Linda Taaffe, a member of the national executive of the NUT and also a Socialist Party member, echoed Suzanne’s points when she introduced a parents workshop. “The government won’t take this lying down and will try everything imaginable to denigrate and defeat a SATs boycott. The crucial battleground will be parents and wider public opinion.”

In Waltham Forest, 30,000 ‘Not good for children’ anti-SATs leaflets have already been distributed to parents. A campaign meeting has been held and now parents will be approaching governors to organise debates in the schools. Model letters and speakers’ notes are also available.

The conference agreed to to set up a steering committee to help organise the campaign nationally.


For model letters and speakers notes contact: [email protected]


Useful websites:

http://satsmustgo.tripod.com

www.stopthesats.plus.com


Conference campaign statement

This conference of parents and teachers expresses its opposition to the SATs.

We believe that:

1) They don’t help children to learn

2) They don’t help teachers to teach

3) Teachers are put under pressure to ‘teach to the test’

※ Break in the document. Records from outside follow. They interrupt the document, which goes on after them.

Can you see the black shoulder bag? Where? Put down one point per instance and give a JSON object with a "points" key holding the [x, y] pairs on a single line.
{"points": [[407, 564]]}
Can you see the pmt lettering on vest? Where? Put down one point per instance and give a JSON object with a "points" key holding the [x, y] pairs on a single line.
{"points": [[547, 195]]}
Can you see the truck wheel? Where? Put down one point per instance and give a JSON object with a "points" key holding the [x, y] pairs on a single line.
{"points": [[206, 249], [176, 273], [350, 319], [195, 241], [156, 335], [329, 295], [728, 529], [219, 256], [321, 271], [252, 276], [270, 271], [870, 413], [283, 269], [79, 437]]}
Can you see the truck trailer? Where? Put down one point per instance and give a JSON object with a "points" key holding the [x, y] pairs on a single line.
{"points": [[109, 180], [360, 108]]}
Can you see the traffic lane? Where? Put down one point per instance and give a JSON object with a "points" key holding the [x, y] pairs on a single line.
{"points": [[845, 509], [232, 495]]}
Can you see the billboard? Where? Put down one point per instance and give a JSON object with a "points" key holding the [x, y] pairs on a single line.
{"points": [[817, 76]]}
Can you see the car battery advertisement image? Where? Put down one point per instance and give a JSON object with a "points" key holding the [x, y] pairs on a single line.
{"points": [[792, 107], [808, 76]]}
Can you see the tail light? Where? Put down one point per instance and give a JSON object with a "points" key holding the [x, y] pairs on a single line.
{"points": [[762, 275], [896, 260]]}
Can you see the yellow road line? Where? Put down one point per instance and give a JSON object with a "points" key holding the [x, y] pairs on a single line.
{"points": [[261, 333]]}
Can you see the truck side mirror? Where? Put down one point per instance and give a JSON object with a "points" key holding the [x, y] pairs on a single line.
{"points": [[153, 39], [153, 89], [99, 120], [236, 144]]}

4) The tests, not the needs of children, dominate the work and life of schools

5) They are used for league tables which are deceptive, divisive and misleading

We agreed to establish a campaign to abolish the SATs and invite those who share our aim to join with us.

We agree to support all practical measures possible to publicise the case against the SATs.

We agree to support teachers and the unions should they decide to implement a boycott of the tests.

We agree to establish a steering committee from this conference which shall be open to parents, carers, education campaigners and teachers representatives to campaign for these objectives.